Однако в следующую минуту внимание присутствующих было отвлечено от Еноха, так как стало ясно, что всем желающим попасть в высокий кабинет сегодня уже не удастся. Требовательный звонок, как в театре, оповестил о необходимости спешить в актовую залу, где уже были расставлены по столам таблички с фамилиями чиновников, приглашённых на совещание.
Когда Енох появился в зале, народ неспешно и без особого шума рассаживался, переговариваясь вполголоса, приветствуя друг друга сдержанными кивками либо чинно раскланиваясь, судя по всему, со старшими по службе. Совещание вёл первый заместитель Генерал-Наместника, человек от природы спокойный, с тихим, невнятным и слегка шепелявым голосом. То ли от этой шепелявости, то ли от неопределённости темы, то ли от дорожной усталости, но буквально минут через пятнадцать большая часть собравшихся спала мёртвым сном. Ведущего и докладчиков это нисколько не смущало, и сами выступающие, оттарабанив положенное, вскоре мирно засыпали, устроившись в зале на жёстких откидных креслах. Незаметно в предательскую дрёму провалился и Енох. И не только провалился, но успел даже увидеть какой-то до необычайности приятный сон.
Еноху снилась большая лунная поляна в сосновом бору, посреди которой стоял высокий шёлковый шатёр, на манер былинных, у шатра сидела в прозрачных одеждах светловолосая голубоглазая красавица и неспешно расчёсывала серебряным гребнем длинные густые волосы. Звучала какая-то чарующая музыка, расторопно и беззвучно сновали служанки, подстать хозяйке, хорошенькие и гибкие. Музыка постепенно становилась протяжнее, словно где-то в невидимом магнитофоне заело пленку. Еноха это насторожило, он напряг слух, и вдруг уже не музыка, а словно надрывный звериный вой заполнил собой всю окрестность, и в это время незнакомка подняла голову и поманила Еноха к себе. Тут вокруг сделалось ужасно шумно, и Енох проснулся.
Высокое собрание задвигало стульями, откровенно потягиваясь, загалдело, заулыбалось, заспешило, курящие уже потянулись из залы, на ходу доставая из карманов свои привады, нетерпеливо разминая тонкие, слегка похрустывающие белые цилиндрики заморских сигарет.
— Господин Понт-Колотийский! Вас приглашают для аудиенции к его высокопревосходительству господину Генерал- Наместнику, — громко возвестил появившийся из правой двери чиновник.
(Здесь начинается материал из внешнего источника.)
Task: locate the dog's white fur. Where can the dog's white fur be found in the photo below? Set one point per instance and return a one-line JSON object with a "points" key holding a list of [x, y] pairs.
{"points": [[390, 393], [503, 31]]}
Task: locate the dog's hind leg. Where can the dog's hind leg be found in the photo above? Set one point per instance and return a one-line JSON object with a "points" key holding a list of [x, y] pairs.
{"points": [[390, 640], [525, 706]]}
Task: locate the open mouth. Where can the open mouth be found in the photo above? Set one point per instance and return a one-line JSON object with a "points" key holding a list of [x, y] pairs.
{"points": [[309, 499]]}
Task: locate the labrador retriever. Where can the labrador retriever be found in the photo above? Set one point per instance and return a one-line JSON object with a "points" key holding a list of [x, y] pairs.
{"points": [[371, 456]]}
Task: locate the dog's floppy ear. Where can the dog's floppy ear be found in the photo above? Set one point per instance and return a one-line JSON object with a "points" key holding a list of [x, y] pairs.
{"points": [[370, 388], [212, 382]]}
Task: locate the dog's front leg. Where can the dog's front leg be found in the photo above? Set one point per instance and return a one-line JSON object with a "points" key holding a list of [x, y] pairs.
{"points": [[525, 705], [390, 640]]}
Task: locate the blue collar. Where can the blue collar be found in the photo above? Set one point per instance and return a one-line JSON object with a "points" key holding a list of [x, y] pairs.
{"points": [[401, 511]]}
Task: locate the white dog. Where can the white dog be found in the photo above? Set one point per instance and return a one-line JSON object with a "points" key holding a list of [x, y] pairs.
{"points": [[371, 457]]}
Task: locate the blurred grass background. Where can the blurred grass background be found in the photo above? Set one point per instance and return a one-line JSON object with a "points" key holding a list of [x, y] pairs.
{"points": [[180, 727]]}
Енох спросонья растерянно оглядывался вокруг, словно дожидаясь ещё какого-нибудь подтверждения только что услышанному.
— Енох Минович, вы бы поспешили. Ирван Сидорович там вас в коридорчике поджидает, он, конечно, не бог весть какой чин, но уж очень близок к самому. Так что поспешайте, мой вам совет! — с жаром шепнул Юнус Маодзедунович почти в самое ухо. — Воробейчиков страсть как не любит опозданий да проволочек, военная косточка, сами понимаете! Так что уж идите с Богом, не мешкая...
Пробормотав невнятные слова благодарности и прихватив свой тощий портфельчик, Енох поспешил к выходу. В тесном коридоре действительно, стоял какой-то человек, хмурый и неприступный, словно байкальский утёс.
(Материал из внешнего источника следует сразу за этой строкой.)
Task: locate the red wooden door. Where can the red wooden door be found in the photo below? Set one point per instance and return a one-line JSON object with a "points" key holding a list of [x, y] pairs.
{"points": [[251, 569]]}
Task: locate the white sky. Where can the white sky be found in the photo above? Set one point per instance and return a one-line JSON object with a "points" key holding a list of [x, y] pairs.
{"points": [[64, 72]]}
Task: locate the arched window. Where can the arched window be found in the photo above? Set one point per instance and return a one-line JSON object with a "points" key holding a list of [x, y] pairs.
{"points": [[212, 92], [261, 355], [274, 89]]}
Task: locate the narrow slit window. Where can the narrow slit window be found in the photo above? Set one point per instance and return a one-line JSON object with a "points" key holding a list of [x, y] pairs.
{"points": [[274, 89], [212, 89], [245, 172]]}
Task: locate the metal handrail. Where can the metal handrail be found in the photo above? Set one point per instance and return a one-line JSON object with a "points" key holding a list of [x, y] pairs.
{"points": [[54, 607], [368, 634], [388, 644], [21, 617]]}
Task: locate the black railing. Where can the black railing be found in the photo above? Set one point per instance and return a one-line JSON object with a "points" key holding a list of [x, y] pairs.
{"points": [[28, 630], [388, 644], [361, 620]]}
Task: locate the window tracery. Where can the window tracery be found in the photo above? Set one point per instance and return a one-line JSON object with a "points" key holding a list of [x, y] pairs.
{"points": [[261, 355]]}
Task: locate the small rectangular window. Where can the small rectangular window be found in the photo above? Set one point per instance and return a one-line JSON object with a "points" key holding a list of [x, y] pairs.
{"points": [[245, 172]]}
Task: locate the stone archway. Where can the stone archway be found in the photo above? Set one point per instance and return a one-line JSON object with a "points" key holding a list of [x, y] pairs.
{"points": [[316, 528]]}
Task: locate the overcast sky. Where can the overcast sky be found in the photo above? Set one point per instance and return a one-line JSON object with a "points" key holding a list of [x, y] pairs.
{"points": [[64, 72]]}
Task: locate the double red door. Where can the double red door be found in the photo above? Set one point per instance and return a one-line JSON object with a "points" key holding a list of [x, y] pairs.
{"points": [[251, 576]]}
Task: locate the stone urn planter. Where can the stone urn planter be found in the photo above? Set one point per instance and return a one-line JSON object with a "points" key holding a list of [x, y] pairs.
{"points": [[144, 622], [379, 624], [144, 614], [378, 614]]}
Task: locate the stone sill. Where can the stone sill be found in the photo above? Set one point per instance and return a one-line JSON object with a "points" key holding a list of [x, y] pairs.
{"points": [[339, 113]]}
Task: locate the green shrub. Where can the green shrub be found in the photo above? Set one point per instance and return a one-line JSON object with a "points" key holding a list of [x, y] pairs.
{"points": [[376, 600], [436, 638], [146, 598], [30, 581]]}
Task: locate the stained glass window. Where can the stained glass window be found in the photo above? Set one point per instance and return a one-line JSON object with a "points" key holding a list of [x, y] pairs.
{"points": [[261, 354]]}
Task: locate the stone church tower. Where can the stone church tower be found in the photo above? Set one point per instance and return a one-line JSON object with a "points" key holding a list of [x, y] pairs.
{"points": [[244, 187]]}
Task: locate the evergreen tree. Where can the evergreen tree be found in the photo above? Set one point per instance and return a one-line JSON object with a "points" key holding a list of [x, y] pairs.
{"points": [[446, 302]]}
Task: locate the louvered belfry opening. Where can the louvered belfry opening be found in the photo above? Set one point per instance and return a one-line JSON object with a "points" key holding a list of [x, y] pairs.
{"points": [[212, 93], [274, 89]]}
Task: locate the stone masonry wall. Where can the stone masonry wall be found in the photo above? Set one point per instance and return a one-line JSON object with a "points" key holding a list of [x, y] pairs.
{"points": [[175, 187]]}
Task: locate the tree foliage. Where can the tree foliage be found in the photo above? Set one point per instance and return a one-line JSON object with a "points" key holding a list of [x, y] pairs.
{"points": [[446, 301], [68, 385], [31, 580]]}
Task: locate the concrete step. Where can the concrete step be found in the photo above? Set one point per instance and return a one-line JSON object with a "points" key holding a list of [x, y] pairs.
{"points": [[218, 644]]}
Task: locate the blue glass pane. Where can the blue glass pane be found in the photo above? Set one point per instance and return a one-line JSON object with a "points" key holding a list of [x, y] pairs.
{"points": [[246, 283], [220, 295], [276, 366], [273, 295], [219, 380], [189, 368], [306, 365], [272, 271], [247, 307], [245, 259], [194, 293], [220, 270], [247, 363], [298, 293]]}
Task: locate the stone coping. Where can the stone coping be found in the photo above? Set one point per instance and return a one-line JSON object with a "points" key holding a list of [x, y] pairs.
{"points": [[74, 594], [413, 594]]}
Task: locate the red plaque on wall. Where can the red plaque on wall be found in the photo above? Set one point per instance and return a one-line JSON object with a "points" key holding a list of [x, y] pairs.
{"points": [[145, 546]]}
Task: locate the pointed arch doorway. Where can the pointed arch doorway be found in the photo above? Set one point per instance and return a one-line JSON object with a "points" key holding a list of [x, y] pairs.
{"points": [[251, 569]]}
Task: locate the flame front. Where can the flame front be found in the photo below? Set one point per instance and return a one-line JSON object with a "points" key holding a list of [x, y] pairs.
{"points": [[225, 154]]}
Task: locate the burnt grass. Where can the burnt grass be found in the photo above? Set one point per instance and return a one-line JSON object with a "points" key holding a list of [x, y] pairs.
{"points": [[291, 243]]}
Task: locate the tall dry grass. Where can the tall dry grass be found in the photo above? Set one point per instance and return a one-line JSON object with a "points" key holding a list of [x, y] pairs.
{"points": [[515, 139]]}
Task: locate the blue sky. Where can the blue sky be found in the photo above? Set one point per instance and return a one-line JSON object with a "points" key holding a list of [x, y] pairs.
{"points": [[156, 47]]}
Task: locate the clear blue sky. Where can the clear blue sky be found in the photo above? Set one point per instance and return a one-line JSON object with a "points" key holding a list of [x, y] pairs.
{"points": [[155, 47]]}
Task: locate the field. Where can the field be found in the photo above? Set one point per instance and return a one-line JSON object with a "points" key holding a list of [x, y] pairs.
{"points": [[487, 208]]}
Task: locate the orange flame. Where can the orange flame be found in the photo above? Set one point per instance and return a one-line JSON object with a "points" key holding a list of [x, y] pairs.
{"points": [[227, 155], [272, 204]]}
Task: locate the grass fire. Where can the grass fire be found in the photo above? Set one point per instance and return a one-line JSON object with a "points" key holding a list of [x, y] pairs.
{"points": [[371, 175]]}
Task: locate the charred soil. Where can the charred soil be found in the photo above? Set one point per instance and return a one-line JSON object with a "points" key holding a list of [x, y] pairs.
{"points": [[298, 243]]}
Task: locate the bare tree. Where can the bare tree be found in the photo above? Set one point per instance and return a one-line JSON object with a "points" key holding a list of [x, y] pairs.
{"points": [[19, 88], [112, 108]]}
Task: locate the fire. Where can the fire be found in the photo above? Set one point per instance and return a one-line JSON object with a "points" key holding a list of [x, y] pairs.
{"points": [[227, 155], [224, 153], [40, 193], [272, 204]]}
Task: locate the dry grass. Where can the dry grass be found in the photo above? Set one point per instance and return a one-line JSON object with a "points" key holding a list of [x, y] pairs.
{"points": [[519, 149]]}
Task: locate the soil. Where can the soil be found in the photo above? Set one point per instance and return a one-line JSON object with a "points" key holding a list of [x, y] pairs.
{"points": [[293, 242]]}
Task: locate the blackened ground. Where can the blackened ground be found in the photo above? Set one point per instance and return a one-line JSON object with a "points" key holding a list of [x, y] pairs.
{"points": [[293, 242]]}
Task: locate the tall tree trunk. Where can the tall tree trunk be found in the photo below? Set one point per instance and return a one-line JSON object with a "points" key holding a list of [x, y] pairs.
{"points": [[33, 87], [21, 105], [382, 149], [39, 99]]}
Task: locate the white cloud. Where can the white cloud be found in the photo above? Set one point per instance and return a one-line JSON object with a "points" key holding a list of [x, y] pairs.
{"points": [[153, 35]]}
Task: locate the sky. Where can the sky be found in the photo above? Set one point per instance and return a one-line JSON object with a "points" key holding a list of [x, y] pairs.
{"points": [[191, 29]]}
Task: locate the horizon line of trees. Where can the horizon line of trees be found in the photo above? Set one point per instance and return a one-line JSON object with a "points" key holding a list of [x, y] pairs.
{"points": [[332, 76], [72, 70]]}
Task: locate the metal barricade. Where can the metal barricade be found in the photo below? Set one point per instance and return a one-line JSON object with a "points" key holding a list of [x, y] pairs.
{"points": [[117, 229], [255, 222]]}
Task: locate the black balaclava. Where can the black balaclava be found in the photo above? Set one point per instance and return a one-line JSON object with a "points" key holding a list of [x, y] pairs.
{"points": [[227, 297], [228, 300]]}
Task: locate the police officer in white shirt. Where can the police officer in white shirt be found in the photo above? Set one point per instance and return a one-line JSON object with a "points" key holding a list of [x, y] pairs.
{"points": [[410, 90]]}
— Извините, я — Енох Минович Понт-Колотийский.
— Хорошо-с, — вертанувшись на каблуках, произнёс чиновник и уже из-за спины бросил, — следуйте за мной.
«Тоже, наверное, из вояк, болван неотёсанный», — подумал Енох, без особой приязни разглядывая широкую спину своего поводыря. Миновали ещё три поста охраны и, прошагав несколько метров по толстому, явно восточной работы, ковру вошли в просторную приёмную.
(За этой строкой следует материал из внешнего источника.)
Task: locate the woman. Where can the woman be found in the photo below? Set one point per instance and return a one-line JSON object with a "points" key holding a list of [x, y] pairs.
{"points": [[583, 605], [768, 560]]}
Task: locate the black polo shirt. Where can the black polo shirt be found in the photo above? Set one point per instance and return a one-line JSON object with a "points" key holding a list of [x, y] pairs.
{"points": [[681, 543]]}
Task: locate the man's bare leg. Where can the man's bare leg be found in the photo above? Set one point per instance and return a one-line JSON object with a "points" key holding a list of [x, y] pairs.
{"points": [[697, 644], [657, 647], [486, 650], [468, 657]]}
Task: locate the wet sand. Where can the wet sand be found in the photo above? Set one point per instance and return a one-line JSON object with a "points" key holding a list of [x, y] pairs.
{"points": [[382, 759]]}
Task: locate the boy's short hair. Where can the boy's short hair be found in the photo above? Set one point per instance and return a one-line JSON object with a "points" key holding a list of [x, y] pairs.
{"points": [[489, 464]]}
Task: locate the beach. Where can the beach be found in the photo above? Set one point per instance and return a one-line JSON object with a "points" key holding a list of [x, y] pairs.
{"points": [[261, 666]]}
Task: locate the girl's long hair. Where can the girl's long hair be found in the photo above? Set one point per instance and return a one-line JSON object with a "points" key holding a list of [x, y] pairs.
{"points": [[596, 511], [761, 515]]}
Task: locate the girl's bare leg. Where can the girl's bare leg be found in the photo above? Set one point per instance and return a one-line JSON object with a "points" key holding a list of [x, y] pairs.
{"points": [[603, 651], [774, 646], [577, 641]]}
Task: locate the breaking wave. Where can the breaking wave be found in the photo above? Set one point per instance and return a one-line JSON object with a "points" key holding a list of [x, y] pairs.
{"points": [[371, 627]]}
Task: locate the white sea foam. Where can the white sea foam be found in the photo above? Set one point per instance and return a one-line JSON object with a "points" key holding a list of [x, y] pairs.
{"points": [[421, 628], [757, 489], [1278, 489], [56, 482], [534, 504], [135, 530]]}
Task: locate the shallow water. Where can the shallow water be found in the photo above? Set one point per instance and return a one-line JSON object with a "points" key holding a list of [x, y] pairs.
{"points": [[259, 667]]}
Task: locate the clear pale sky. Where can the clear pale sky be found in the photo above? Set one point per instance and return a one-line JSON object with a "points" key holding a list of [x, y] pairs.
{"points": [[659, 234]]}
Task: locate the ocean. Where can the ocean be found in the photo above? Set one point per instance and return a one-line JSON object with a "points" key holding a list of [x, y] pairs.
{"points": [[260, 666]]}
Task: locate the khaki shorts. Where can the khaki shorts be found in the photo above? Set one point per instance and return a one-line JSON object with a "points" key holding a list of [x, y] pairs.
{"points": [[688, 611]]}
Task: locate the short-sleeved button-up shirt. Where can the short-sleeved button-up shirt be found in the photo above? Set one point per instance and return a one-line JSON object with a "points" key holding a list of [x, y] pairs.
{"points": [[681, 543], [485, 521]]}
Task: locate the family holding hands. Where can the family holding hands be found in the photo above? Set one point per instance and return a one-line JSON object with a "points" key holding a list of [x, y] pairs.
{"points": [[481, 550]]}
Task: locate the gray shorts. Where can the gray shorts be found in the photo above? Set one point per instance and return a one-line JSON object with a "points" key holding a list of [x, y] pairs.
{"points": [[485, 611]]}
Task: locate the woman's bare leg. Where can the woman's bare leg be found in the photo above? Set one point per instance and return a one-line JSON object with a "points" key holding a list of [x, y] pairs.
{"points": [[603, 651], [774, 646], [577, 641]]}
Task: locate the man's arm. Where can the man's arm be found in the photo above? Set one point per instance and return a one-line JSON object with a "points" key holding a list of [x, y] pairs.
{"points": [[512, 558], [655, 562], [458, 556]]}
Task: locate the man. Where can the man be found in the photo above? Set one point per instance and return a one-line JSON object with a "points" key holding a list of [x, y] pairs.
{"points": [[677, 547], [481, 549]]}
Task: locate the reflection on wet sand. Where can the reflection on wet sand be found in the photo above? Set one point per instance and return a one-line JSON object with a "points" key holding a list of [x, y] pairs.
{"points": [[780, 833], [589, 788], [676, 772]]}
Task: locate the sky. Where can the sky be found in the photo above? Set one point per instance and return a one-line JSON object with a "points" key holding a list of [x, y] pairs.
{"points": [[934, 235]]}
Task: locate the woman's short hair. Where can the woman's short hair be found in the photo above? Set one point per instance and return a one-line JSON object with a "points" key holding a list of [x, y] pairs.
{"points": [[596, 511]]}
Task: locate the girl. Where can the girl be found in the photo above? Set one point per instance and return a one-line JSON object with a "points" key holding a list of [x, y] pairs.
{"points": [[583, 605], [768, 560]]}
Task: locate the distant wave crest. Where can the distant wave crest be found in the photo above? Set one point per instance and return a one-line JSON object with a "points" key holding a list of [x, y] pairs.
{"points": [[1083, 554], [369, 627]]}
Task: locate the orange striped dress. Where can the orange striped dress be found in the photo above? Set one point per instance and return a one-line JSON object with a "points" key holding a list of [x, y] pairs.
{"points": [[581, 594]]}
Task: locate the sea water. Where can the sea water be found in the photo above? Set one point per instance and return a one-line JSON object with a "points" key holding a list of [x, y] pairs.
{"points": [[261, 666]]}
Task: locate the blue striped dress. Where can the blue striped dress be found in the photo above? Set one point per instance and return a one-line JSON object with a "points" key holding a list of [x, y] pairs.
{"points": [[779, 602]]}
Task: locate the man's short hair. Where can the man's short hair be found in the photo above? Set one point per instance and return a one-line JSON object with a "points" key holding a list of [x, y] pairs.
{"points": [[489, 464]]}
— Повремените минуточку, их высокопревосходительство изволят говорить по телефону. Присаживайтесь, пожалуйста.
Продекламировав полный набор дежурностей воркующим грудным голосом, полноватая миловидная женщина плавно выплыла из-за стола и, огорошив Еноха редкой для этих мест стройностью ног и неуместной в столь высоком заведении короткой юбкой, проследовала в открытую дверь комнаты помощника Генерал-Наместника.
«С ума можно сойти от их простоты и непосредственности. Подаяния тащат не стесняясь, конвертами шуршат чуть ли не в открытую, дамы на рабочем месте в полной боевой готовности. Не удивлюсь, если у неё под этой “мимо-юбкой” ничего нет», — провожая секретаршу растерянно-заинтересованным взглядом, подумал Енох.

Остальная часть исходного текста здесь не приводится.